Je réglai mon achat avec quelques billets crasseux changés au marché, et cherchai quelque chose à dire. Désignant le sac et son monogramme, je me lançai.

— Pourquoi affichez-vous ce signe ? fis-je d’un ton un peu trop brusque.
— C’est notre marque. Nos clients reconnaissent nos produits partout où ils les rencontrent.
— N’est-ce pas un caractère de votre écriture locale ?
— Exactement, c’est la lettre « Tcha », qui désigne le thé, mais aussi l’appréciation sereine du moment.
— Mais... Pourquoi les autres marchands de thé ne l’arborent pas ? Leur thé est-il moins propice à l'appréciation du moment ?

Elle s’esclaffa, et je souris de contentement.

— C’est aux clients de nous le dire ! Ma famille pratique ce commerce depuis très longtemps, d’une certaine façon ce caractère est devenu le nôtre.
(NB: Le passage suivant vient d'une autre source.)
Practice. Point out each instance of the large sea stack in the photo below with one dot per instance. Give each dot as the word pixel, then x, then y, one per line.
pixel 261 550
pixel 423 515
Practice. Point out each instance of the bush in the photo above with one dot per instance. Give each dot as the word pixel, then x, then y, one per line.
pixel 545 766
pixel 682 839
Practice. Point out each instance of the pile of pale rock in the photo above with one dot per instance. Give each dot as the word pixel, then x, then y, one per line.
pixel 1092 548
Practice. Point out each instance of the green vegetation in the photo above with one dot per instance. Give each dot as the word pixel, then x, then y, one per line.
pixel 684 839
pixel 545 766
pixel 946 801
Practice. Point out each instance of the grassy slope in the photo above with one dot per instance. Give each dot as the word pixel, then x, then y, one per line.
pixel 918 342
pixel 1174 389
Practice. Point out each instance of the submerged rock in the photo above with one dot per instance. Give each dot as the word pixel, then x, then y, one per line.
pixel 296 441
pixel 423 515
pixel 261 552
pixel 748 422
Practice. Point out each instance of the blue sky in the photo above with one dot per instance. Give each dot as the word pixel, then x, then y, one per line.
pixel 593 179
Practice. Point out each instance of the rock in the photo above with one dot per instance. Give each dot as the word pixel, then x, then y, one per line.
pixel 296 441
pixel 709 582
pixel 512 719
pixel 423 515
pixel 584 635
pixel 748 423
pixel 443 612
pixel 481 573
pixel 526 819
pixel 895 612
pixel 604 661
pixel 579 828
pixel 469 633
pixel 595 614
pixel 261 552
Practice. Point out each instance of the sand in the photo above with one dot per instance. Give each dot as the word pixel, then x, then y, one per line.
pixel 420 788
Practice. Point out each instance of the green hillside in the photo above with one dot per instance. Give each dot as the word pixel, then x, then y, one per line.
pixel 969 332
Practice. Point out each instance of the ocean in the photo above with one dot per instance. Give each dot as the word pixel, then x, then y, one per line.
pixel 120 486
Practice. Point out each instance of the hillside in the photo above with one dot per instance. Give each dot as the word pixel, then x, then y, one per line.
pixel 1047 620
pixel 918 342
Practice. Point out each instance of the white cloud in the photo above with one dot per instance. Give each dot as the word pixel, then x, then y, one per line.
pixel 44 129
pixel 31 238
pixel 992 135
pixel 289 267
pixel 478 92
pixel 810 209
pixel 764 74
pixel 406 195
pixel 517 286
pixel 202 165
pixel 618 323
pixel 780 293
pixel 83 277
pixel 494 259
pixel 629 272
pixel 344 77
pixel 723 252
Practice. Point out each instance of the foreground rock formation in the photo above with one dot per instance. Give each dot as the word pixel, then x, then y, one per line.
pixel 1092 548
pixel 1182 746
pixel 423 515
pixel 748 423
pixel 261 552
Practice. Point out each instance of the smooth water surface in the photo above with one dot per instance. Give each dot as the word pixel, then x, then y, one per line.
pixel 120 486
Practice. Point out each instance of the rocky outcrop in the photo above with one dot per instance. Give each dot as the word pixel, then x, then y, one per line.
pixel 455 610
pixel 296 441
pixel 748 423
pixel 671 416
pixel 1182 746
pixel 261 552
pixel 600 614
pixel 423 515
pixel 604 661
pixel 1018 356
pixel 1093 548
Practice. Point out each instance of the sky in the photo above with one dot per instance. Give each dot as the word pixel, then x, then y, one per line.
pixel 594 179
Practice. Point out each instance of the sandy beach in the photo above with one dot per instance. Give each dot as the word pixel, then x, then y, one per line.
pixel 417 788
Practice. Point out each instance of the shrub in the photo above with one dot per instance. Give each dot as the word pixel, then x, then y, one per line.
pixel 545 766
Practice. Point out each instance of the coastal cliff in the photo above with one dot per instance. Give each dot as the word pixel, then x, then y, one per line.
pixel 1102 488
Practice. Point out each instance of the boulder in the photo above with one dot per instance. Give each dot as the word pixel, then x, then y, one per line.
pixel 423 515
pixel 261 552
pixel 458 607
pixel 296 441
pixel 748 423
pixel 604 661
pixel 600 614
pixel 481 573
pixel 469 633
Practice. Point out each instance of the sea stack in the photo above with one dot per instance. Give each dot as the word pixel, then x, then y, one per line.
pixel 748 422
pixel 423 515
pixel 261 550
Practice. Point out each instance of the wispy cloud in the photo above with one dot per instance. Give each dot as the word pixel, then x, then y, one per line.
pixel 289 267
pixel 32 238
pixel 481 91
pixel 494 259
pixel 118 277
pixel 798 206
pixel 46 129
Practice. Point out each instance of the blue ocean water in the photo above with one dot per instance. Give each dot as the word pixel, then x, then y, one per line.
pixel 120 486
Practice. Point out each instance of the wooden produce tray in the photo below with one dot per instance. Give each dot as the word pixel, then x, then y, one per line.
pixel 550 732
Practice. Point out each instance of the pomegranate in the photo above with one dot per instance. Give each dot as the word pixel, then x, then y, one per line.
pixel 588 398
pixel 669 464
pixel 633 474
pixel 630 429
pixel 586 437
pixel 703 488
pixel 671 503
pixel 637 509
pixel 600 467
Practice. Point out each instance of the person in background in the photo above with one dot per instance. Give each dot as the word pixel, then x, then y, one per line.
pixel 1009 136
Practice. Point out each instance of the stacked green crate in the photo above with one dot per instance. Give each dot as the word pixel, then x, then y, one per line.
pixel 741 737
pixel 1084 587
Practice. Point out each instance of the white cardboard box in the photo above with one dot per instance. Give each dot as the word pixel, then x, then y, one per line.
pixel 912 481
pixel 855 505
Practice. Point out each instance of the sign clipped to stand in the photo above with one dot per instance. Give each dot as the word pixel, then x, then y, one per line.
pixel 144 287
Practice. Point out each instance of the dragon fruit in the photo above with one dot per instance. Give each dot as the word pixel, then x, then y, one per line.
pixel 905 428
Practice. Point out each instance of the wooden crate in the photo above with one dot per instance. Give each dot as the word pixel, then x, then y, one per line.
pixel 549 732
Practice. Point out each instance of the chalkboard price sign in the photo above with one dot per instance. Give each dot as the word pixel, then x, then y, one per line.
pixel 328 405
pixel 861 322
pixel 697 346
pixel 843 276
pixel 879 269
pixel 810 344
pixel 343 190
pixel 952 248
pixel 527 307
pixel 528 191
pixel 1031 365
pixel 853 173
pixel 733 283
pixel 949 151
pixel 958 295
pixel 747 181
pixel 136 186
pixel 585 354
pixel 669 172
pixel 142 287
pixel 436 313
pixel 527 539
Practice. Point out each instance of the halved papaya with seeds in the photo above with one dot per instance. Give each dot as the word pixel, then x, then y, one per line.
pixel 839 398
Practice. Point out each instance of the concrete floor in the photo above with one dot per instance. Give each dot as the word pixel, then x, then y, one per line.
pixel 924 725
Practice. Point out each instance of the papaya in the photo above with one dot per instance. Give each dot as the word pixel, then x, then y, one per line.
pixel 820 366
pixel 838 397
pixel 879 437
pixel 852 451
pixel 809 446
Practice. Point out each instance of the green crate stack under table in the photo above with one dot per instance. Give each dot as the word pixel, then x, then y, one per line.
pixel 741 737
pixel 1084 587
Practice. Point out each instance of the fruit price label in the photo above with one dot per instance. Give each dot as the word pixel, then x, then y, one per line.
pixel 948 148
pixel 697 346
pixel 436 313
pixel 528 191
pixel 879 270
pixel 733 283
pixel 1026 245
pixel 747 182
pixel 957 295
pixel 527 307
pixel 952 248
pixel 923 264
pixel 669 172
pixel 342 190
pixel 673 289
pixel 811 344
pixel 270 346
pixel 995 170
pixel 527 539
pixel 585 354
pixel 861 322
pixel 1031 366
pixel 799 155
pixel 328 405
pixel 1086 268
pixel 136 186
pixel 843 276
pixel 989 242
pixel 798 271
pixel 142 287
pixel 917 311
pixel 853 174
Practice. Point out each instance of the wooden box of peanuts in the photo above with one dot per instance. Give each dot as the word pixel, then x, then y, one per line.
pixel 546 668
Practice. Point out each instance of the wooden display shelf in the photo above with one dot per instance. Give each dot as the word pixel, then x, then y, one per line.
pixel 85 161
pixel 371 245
À moins que ce ne soit le contraire…

Son sourire mystérieux me donnait envie d’en savoir plus.

Une vieille femme entra à grand bruit, et demanda d’une voix rauque le thé le plus fort qu’elle avait. Comme si une musique s’était interrompue, la jeune femme se détourna de moi pour la servir. Je pris congé et ressortis dans les ruelles de la médina, suantes et poussiéreuses, avec ma livre de feuilles de thé sous le bras.

Le soir même, je dinai à l’hôtel Saint-George avec la Prof de boeuf bouilli sauce à la menthe – une abomination. Élise était d’humeur bavarde et ne cessait de disserter sur les coutumes locales et leur langue étrange ; elle me raconta intégralement son rendez-vous de l’après-midi, une entrevue administrative particulièrement barbante. Finalement n’y tenant plus, j’essayai d’orienter ce flot de paroles vers un sujet de plus d’intérêt.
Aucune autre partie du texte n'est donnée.